Eryniopsis lampyridarum

Scientific classification
- Domain: Eukaryota
- Kingdom: Fungi
- Division: Entomophthoromycota
- Class: Entomophthoromycetes
- Order: Entomophthorales
- Family: Entomophthoraceae
- Genus: Eryniopsis
- Species: E. lampyridarum
- Binomial name: Eryniopsis lampyridarum (Thaxt.) Humber, 1984

= Eryniopsis lampyridarum =

- Genus: Eryniopsis
- Species: lampyridarum
- Authority: (Thaxt.) Humber, 1984

Species of fungus

Eryniopsis lampyridarum is an entomopathogenic fungus and its host is the soldier beetle, either Chauliognathus marginatus or Chauliognathus pensylvanicus. Eryniopsis lampyridarum is mind controlling for the soldier beetle and can manipulate the beetle into doing things that it wouldn't normally do. Once the fungus has established itself inside the beetle, it sends the infected beetle on a mission to find a specific daisy flower Asteraceae. The soldier beetle will clamp its mouthpiece onto the flower as tight as it can, while it awaits its death. The parasitic fungus forces the dead beetle to then spread its wings wide in a dramatic pose; this makes the beetle look bigger as if it is seeking out a mate. The fungus makes sure the dying beetle will attract more beetles so it can spread its spores. The fungus makes sure the beetle spreads its wings only at daybreak. It is also strange that the beetle will be dead for hours and then suddenly it will spread its wings at daylight, just in time to attract potential mates to its dead body. This is because the fungus is in control of the beetle's body functions. Then, when an uninfected beetle comes along to socialize with the dead beetle, the fungus' spores spread to the new beetle.

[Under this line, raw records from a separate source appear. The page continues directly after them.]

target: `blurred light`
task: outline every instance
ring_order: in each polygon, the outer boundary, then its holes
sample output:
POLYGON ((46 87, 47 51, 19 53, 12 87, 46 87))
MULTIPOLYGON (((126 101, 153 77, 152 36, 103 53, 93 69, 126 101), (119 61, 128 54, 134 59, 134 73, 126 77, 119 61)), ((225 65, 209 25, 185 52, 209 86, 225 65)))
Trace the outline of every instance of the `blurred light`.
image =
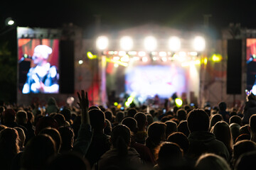
POLYGON ((178 37, 171 37, 168 42, 169 47, 172 51, 177 51, 181 48, 181 40, 178 37))
POLYGON ((119 55, 119 56, 124 56, 124 55, 126 55, 126 52, 125 52, 125 51, 119 51, 119 52, 118 52, 118 55, 119 55))
POLYGON ((125 105, 125 106, 129 107, 129 106, 130 105, 130 103, 129 103, 128 101, 126 101, 126 102, 124 103, 124 105, 125 105))
POLYGON ((193 47, 196 51, 203 51, 206 48, 206 40, 201 36, 197 36, 193 40, 193 47))
POLYGON ((148 51, 156 50, 157 46, 156 39, 153 36, 148 36, 144 39, 144 47, 148 51))
POLYGON ((181 107, 182 106, 182 100, 180 98, 175 98, 175 103, 178 107, 181 107))
POLYGON ((78 61, 78 64, 82 64, 83 63, 83 61, 82 60, 79 60, 78 61))
POLYGON ((198 52, 190 52, 189 54, 192 56, 197 56, 198 52))
POLYGON ((119 67, 119 64, 117 63, 114 64, 114 67, 117 68, 119 67))
POLYGON ((186 52, 179 52, 178 55, 181 57, 185 57, 186 54, 186 52))
POLYGON ((138 55, 140 57, 145 56, 146 55, 146 52, 143 52, 143 51, 139 52, 138 55))
POLYGON ((146 57, 142 57, 142 62, 146 62, 149 60, 149 59, 146 57))
POLYGON ((120 57, 119 56, 114 56, 113 57, 113 60, 120 60, 120 57))
POLYGON ((14 21, 13 20, 10 20, 9 21, 8 21, 8 25, 9 26, 12 26, 14 25, 14 21))
POLYGON ((205 65, 206 65, 206 64, 207 64, 207 62, 208 62, 207 57, 205 57, 204 60, 203 60, 203 64, 204 64, 205 65))
POLYGON ((121 62, 129 62, 129 55, 126 55, 122 57, 120 60, 121 60, 121 62))
POLYGON ((100 50, 105 50, 109 44, 109 40, 106 36, 100 36, 97 38, 96 40, 96 46, 100 50))
POLYGON ((152 55, 157 55, 157 52, 151 52, 152 55))
POLYGON ((128 66, 128 63, 127 63, 127 62, 120 62, 120 61, 116 61, 116 60, 110 60, 110 58, 106 58, 106 61, 108 62, 117 64, 119 65, 122 65, 122 66, 124 66, 124 67, 127 67, 128 66))
POLYGON ((219 62, 222 60, 222 56, 219 54, 214 54, 212 56, 213 62, 219 62))
POLYGON ((178 61, 183 62, 186 60, 186 52, 179 52, 178 56, 178 57, 177 57, 177 56, 175 55, 175 57, 178 61))
POLYGON ((161 60, 163 62, 167 62, 167 57, 162 57, 161 60))
POLYGON ((157 57, 152 57, 152 60, 153 60, 154 61, 156 61, 156 60, 157 60, 157 57))
POLYGON ((137 52, 136 51, 129 51, 129 52, 128 52, 128 55, 137 55, 137 52))
POLYGON ((133 40, 129 36, 124 36, 120 40, 121 48, 124 50, 130 50, 133 47, 133 40))
POLYGON ((160 57, 166 57, 167 54, 166 52, 159 52, 160 57))
POLYGON ((11 17, 8 17, 5 20, 5 24, 6 26, 12 26, 14 24, 14 21, 11 17))
POLYGON ((97 58, 97 55, 92 55, 92 53, 91 52, 87 52, 87 57, 89 59, 95 59, 95 58, 97 58))
POLYGON ((108 51, 107 52, 107 55, 114 55, 114 51, 108 51))
POLYGON ((132 60, 134 60, 134 61, 139 61, 139 57, 134 56, 134 57, 132 57, 132 60))

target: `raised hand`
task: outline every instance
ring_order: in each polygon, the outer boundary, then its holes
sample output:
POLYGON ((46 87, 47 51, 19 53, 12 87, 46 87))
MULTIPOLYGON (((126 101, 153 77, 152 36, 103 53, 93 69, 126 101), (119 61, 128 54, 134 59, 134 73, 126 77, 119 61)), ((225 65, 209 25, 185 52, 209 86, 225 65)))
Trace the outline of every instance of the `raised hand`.
POLYGON ((78 92, 79 102, 78 104, 81 110, 81 123, 90 124, 90 118, 88 115, 89 100, 87 92, 85 93, 84 90, 81 90, 81 95, 78 92))

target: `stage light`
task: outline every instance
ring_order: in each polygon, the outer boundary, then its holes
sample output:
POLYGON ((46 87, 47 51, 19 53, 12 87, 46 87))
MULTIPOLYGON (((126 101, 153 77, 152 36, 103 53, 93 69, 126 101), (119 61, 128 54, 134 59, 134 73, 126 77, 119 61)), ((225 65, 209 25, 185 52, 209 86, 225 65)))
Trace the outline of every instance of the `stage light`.
POLYGON ((175 98, 175 103, 177 106, 177 107, 178 107, 178 108, 181 107, 183 103, 181 98, 175 98))
POLYGON ((172 51, 178 51, 181 48, 181 40, 178 37, 171 37, 169 40, 169 47, 172 51))
POLYGON ((219 62, 222 60, 222 56, 219 54, 214 54, 212 56, 213 62, 219 62))
POLYGON ((139 52, 138 55, 139 55, 139 57, 144 57, 144 56, 146 55, 146 52, 143 52, 143 51, 139 52))
POLYGON ((198 52, 189 52, 189 55, 192 55, 192 56, 197 56, 197 55, 198 55, 198 52))
POLYGON ((134 60, 134 61, 139 61, 139 57, 134 56, 134 57, 132 57, 132 60, 134 60))
POLYGON ((87 52, 87 57, 89 59, 95 59, 95 58, 97 58, 97 55, 92 55, 92 53, 91 52, 87 52))
POLYGON ((166 57, 167 54, 166 52, 159 52, 160 57, 166 57))
POLYGON ((79 60, 78 61, 78 64, 82 64, 83 63, 83 61, 82 60, 79 60))
POLYGON ((100 50, 103 50, 107 49, 109 44, 109 40, 106 36, 100 36, 97 38, 96 46, 100 50))
POLYGON ((136 51, 129 51, 129 52, 128 52, 128 55, 137 55, 137 52, 136 51))
POLYGON ((161 60, 163 62, 167 62, 167 57, 161 57, 161 60))
POLYGON ((146 62, 149 60, 149 59, 146 57, 142 57, 142 62, 146 62))
POLYGON ((119 56, 124 56, 124 55, 126 55, 126 52, 125 52, 125 51, 119 51, 119 52, 118 52, 118 55, 119 55, 119 56))
POLYGON ((153 61, 156 61, 156 60, 157 60, 157 57, 152 57, 152 60, 153 60, 153 61))
POLYGON ((129 36, 124 36, 120 40, 121 48, 124 50, 130 50, 133 47, 133 40, 129 36))
POLYGON ((207 64, 207 62, 208 62, 207 57, 205 57, 205 58, 203 59, 203 64, 204 64, 205 65, 206 65, 206 64, 207 64))
POLYGON ((206 40, 201 36, 197 36, 193 40, 193 47, 196 51, 203 51, 206 48, 206 40))
POLYGON ((114 67, 117 68, 119 67, 119 64, 117 63, 114 64, 114 67))
POLYGON ((144 47, 148 51, 156 50, 157 46, 156 39, 153 36, 148 36, 144 39, 144 47))
POLYGON ((119 56, 113 57, 113 60, 120 60, 120 57, 119 57, 119 56))
POLYGON ((151 52, 152 55, 157 55, 157 52, 151 52))
POLYGON ((14 21, 11 18, 9 17, 5 21, 6 26, 12 26, 14 24, 14 21))

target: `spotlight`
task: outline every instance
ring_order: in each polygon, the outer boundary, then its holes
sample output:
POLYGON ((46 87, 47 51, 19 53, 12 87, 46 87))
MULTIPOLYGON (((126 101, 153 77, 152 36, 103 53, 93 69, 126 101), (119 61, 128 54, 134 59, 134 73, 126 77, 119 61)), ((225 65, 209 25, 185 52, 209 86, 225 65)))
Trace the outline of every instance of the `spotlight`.
POLYGON ((97 38, 96 40, 96 46, 100 50, 105 50, 109 44, 109 40, 106 36, 100 36, 97 38))
POLYGON ((5 21, 6 26, 12 26, 14 24, 14 21, 11 18, 8 17, 5 21))
POLYGON ((193 47, 196 51, 203 51, 206 48, 206 40, 201 36, 197 36, 193 40, 193 47))
POLYGON ((156 50, 157 46, 156 39, 153 36, 148 36, 144 39, 144 47, 148 51, 156 50))
POLYGON ((178 37, 171 37, 168 42, 169 47, 172 51, 178 51, 181 48, 181 40, 178 37))
POLYGON ((142 62, 146 62, 149 60, 149 59, 146 57, 142 57, 142 62))
POLYGON ((120 40, 121 48, 124 50, 130 50, 133 47, 133 40, 129 36, 124 36, 120 40))

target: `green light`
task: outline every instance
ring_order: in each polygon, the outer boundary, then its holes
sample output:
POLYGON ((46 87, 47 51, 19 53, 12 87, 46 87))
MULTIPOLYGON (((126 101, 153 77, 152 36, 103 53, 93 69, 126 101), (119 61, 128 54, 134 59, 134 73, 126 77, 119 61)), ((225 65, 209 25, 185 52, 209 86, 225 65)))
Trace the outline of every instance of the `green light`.
POLYGON ((181 98, 175 98, 175 103, 176 104, 176 106, 178 107, 181 107, 183 103, 181 98))

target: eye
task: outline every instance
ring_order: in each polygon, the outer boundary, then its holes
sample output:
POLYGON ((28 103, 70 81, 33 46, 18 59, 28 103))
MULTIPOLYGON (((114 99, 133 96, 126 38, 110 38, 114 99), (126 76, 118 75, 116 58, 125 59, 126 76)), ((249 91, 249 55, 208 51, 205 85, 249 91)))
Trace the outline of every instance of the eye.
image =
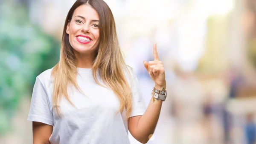
POLYGON ((77 23, 82 23, 82 21, 81 21, 81 20, 76 20, 76 22, 77 22, 77 23))
POLYGON ((93 26, 95 28, 99 28, 99 25, 96 24, 93 24, 93 26))

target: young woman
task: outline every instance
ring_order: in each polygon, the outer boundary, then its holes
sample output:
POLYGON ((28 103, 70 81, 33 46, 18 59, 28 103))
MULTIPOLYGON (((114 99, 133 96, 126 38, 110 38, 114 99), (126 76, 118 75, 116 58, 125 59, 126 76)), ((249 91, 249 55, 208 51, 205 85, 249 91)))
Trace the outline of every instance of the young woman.
POLYGON ((109 7, 77 0, 65 22, 59 62, 36 79, 28 117, 33 144, 129 144, 128 130, 147 143, 166 95, 156 44, 153 53, 154 61, 144 62, 155 83, 147 108, 109 7))

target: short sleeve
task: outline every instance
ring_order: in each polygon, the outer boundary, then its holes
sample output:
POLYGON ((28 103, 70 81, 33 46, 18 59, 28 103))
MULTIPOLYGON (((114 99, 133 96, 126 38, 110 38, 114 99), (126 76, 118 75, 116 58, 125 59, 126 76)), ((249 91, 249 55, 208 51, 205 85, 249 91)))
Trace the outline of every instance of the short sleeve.
POLYGON ((137 77, 133 79, 131 88, 133 94, 132 110, 130 117, 142 116, 146 111, 146 107, 137 77))
POLYGON ((45 88, 37 77, 33 89, 28 121, 53 125, 53 116, 50 105, 45 88))

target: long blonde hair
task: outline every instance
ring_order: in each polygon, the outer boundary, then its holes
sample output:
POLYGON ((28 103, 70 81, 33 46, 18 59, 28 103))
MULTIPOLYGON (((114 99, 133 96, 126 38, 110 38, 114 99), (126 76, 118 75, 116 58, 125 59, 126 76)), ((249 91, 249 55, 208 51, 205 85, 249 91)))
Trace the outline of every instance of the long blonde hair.
POLYGON ((81 92, 76 82, 76 59, 66 30, 74 11, 83 4, 90 6, 98 12, 99 17, 99 42, 92 68, 93 78, 98 84, 103 86, 98 81, 97 73, 99 73, 105 85, 112 89, 118 97, 120 107, 117 113, 122 112, 125 108, 127 119, 132 110, 132 95, 125 73, 126 72, 129 74, 130 78, 131 73, 119 46, 113 16, 108 6, 102 0, 78 0, 68 12, 63 29, 60 60, 52 72, 52 77, 54 79, 52 105, 56 106, 55 110, 61 116, 58 106, 62 97, 64 97, 75 106, 69 98, 67 87, 70 85, 74 86, 81 92))

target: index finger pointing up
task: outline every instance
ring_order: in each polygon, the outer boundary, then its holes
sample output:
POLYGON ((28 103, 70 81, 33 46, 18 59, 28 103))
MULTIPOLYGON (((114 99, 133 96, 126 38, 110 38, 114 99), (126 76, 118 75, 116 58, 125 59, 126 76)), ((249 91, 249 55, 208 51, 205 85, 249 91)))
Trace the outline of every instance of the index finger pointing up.
POLYGON ((159 60, 158 58, 158 54, 157 54, 157 43, 155 43, 153 46, 153 54, 154 55, 154 60, 159 60))

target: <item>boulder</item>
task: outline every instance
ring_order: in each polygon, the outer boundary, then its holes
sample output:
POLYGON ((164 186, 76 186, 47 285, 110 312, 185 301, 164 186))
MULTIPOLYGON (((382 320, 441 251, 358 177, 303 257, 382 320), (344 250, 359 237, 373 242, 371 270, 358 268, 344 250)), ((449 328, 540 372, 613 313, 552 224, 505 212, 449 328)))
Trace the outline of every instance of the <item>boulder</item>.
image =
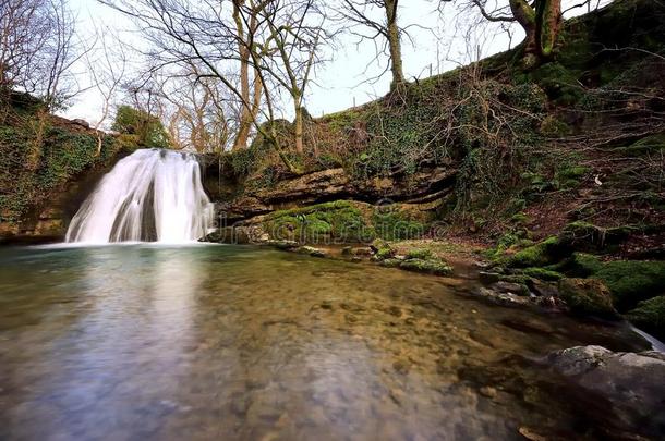
MULTIPOLYGON (((576 387, 610 403, 612 412, 602 415, 609 432, 612 427, 630 428, 641 437, 663 439, 665 354, 614 353, 602 346, 576 346, 551 353, 544 362, 576 387)), ((621 438, 620 432, 614 436, 621 438)))
POLYGON ((665 295, 640 302, 626 317, 641 330, 665 341, 665 295))

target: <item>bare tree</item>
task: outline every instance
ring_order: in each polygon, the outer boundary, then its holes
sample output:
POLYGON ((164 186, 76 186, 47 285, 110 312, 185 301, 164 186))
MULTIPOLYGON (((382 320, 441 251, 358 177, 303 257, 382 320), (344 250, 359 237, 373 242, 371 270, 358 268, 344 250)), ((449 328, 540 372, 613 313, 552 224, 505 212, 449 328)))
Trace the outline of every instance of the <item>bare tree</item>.
POLYGON ((0 87, 32 94, 47 110, 72 98, 83 51, 65 0, 0 0, 0 87))
POLYGON ((361 39, 376 40, 379 37, 384 39, 385 45, 377 49, 376 57, 384 52, 389 56, 392 73, 391 89, 404 83, 401 51, 403 29, 397 24, 398 3, 399 0, 342 0, 338 11, 341 19, 350 22, 354 27, 370 29, 370 34, 355 32, 361 39), (373 10, 376 9, 380 9, 384 20, 374 16, 373 12, 376 11, 373 10))
POLYGON ((312 69, 318 57, 324 11, 314 0, 269 2, 259 11, 266 24, 265 39, 254 45, 253 59, 258 72, 286 89, 293 105, 295 151, 303 147, 303 100, 312 69))
MULTIPOLYGON (((270 38, 275 33, 269 30, 269 25, 265 21, 274 17, 274 15, 267 12, 259 15, 257 35, 261 35, 261 38, 255 37, 253 33, 245 33, 245 37, 249 38, 239 38, 237 23, 233 20, 233 10, 229 10, 229 3, 227 2, 190 2, 186 0, 99 1, 132 17, 143 29, 143 35, 149 47, 144 51, 144 54, 153 63, 150 72, 161 71, 168 74, 170 71, 171 74, 177 74, 179 69, 195 64, 198 68, 196 79, 209 78, 219 82, 240 100, 242 106, 253 109, 253 103, 247 100, 246 94, 243 95, 241 87, 238 86, 237 76, 231 73, 238 72, 238 66, 242 60, 239 48, 241 45, 246 47, 250 51, 250 65, 255 69, 255 74, 264 88, 263 101, 265 106, 258 109, 256 115, 252 115, 254 128, 275 148, 291 172, 301 172, 289 159, 278 138, 276 124, 273 123, 276 121, 278 102, 275 100, 274 93, 268 89, 268 79, 275 79, 276 75, 264 72, 262 69, 268 64, 263 61, 264 57, 281 57, 269 49, 275 47, 271 46, 274 38, 270 38), (267 122, 267 124, 263 122, 267 122)), ((270 1, 266 3, 277 8, 289 2, 270 1)), ((307 3, 313 3, 313 1, 307 1, 307 3)), ((251 13, 247 13, 247 8, 251 4, 244 7, 239 2, 234 4, 238 7, 237 10, 240 12, 240 19, 244 26, 250 26, 251 13)), ((256 5, 256 3, 254 4, 256 5)), ((230 7, 233 7, 233 4, 230 7)), ((291 35, 289 38, 292 38, 294 28, 287 29, 288 26, 283 27, 283 24, 278 23, 276 19, 270 20, 275 20, 277 30, 286 32, 291 35)), ((297 22, 289 24, 289 26, 295 25, 297 22)), ((287 53, 289 56, 293 54, 295 49, 300 51, 302 48, 300 41, 292 44, 287 53)), ((310 53, 309 50, 305 50, 305 52, 310 53)), ((279 82, 276 81, 271 83, 279 85, 279 82)))
POLYGON ((233 142, 233 150, 246 148, 252 121, 256 119, 261 106, 263 83, 261 82, 261 76, 256 72, 256 68, 252 69, 251 65, 250 41, 255 38, 256 33, 258 32, 259 23, 257 15, 267 3, 267 0, 250 0, 249 4, 246 0, 233 0, 233 22, 235 23, 235 32, 239 40, 240 93, 242 94, 242 112, 240 114, 239 130, 233 142), (245 16, 243 16, 243 13, 245 16), (250 85, 251 70, 254 73, 252 85, 250 85), (250 97, 250 95, 252 95, 252 97, 250 97), (250 103, 250 106, 245 106, 244 103, 250 103))
MULTIPOLYGON (((449 2, 451 0, 443 0, 449 2)), ((463 0, 496 23, 518 23, 525 33, 523 65, 534 68, 551 59, 561 25, 561 0, 463 0)))
POLYGON ((99 42, 99 48, 95 52, 88 51, 85 56, 85 63, 92 77, 93 87, 101 98, 101 114, 93 127, 97 133, 97 155, 101 152, 104 142, 101 126, 109 118, 111 108, 118 99, 128 65, 124 45, 113 36, 111 48, 111 42, 108 40, 109 35, 112 35, 112 33, 108 28, 97 29, 96 42, 99 42))
POLYGON ((174 148, 220 152, 237 139, 233 135, 238 133, 242 110, 211 78, 195 81, 192 75, 167 78, 160 97, 164 99, 158 114, 168 122, 174 148))

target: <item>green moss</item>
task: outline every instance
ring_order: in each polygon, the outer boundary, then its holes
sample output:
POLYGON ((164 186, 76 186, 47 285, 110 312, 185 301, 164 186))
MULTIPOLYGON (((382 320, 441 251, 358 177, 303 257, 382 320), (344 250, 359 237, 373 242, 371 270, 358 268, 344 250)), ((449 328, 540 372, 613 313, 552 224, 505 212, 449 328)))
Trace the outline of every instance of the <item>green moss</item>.
POLYGON ((566 122, 556 118, 556 115, 547 115, 541 122, 541 134, 551 138, 563 138, 572 133, 572 128, 566 122))
POLYGON ((382 267, 397 268, 402 261, 400 259, 387 258, 380 261, 382 267))
POLYGON ((561 242, 576 248, 603 248, 606 245, 619 243, 630 234, 643 229, 640 225, 602 228, 589 222, 576 221, 564 226, 559 237, 561 242))
POLYGON ((430 259, 432 257, 432 250, 426 248, 413 248, 407 253, 407 259, 430 259))
POLYGON ((537 84, 557 105, 570 106, 584 97, 584 89, 578 82, 579 73, 558 62, 543 64, 530 74, 530 79, 537 84))
POLYGON ((638 328, 665 340, 665 296, 640 302, 626 317, 638 328))
MULTIPOLYGON (((60 191, 78 173, 107 163, 123 145, 105 136, 97 154, 97 137, 52 126, 50 117, 0 125, 0 221, 16 223, 33 207, 60 191), (39 121, 43 122, 38 127, 39 121)), ((133 145, 132 148, 136 148, 133 145)))
POLYGON ((563 279, 559 281, 559 296, 575 314, 618 318, 609 290, 600 280, 563 279))
POLYGON ((558 271, 573 278, 587 278, 595 274, 603 268, 603 262, 592 254, 573 253, 569 258, 547 267, 548 270, 558 271))
POLYGON ((517 283, 520 285, 528 285, 531 278, 525 274, 501 274, 499 275, 499 281, 508 282, 508 283, 517 283))
POLYGON ((665 261, 610 261, 593 277, 609 287, 619 311, 665 292, 665 261))
POLYGON ((408 271, 424 272, 435 275, 449 275, 452 273, 452 268, 445 261, 436 258, 407 259, 403 260, 399 267, 408 271))
POLYGON ((508 266, 516 268, 544 267, 556 262, 563 253, 558 237, 549 237, 533 246, 527 247, 508 258, 508 266))
POLYGON ((372 224, 378 237, 390 241, 419 238, 426 230, 425 224, 410 220, 397 208, 377 208, 372 216, 372 224))
POLYGON ((362 242, 373 236, 373 230, 366 224, 361 209, 346 200, 275 211, 267 217, 263 226, 271 238, 301 243, 323 238, 362 242))
POLYGON ((524 268, 522 272, 534 279, 544 280, 547 282, 555 282, 564 278, 561 273, 544 268, 524 268))

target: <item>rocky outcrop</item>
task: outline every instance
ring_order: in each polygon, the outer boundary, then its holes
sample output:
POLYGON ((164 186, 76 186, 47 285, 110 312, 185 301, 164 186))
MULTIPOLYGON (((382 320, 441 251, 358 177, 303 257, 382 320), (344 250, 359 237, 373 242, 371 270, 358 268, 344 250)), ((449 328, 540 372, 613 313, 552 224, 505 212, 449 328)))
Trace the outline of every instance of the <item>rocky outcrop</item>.
POLYGON ((610 411, 602 417, 618 430, 613 436, 621 438, 621 427, 640 428, 642 437, 665 436, 665 354, 577 346, 549 354, 545 363, 576 387, 609 402, 610 411))
POLYGON ((329 169, 281 180, 268 188, 245 188, 228 210, 232 219, 247 219, 274 210, 339 199, 430 204, 451 192, 456 174, 457 169, 452 167, 425 167, 408 177, 395 174, 358 180, 344 169, 329 169))

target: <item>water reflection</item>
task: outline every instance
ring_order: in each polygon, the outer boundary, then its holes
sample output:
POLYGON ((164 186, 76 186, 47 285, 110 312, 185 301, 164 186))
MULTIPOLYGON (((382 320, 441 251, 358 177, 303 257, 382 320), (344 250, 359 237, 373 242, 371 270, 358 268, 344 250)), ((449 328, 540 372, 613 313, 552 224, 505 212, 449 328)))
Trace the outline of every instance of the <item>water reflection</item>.
POLYGON ((0 439, 571 434, 585 409, 529 358, 634 342, 256 248, 4 249, 0 281, 0 439))

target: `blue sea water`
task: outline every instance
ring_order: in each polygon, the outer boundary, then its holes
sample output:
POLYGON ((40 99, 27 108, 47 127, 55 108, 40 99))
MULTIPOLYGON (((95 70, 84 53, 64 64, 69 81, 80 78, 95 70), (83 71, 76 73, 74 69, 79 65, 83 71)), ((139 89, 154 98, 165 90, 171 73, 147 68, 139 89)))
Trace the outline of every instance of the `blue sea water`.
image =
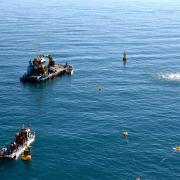
POLYGON ((178 180, 179 118, 179 0, 0 1, 0 146, 36 132, 0 180, 178 180), (73 76, 22 84, 38 53, 73 76))

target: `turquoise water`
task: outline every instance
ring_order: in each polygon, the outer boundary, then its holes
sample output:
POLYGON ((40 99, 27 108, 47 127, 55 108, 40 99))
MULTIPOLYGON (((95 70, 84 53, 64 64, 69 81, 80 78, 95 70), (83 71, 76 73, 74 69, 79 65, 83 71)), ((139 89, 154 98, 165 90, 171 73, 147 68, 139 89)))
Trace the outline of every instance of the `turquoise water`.
POLYGON ((1 0, 0 146, 22 124, 36 141, 0 180, 180 179, 179 32, 178 0, 1 0), (74 75, 20 83, 38 53, 74 75))

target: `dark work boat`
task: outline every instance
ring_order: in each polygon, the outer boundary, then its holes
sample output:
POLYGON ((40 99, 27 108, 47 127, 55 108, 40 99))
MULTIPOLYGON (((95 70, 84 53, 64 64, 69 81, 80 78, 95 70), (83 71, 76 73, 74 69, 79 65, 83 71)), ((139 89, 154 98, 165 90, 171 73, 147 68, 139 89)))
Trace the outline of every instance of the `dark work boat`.
POLYGON ((73 73, 73 66, 56 64, 51 55, 38 55, 29 61, 27 72, 20 78, 23 82, 43 82, 56 76, 73 73), (48 61, 48 64, 46 65, 48 61))

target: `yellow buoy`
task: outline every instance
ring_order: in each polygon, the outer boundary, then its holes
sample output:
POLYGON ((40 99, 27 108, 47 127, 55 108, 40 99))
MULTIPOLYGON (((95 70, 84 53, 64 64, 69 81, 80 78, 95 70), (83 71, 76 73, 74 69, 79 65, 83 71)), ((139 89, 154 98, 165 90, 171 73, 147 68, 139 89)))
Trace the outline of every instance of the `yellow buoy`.
POLYGON ((124 132, 122 132, 122 135, 123 135, 124 137, 128 137, 128 132, 127 132, 127 131, 124 131, 124 132))

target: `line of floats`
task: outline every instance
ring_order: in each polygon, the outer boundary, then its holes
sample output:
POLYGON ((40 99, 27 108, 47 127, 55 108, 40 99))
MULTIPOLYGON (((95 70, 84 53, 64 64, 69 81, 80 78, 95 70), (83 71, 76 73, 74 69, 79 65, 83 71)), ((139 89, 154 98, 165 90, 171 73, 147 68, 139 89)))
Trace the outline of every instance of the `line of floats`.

Not all beetles will end up at a daisy flower. Some will die and fall to the ground. In this case, the parasitic fungus creates many spores that will be resistant to the environment and remain infective for many months. The spores will remain infective in the soil, awaiting the next season where they can infect more soldier beetles.

This parasite was first discovered in North Carolina in the late 1970s, early 1980s. It has been found only in eastern and central North America, although its host, the soldier beetle, is found in southern Canada as well.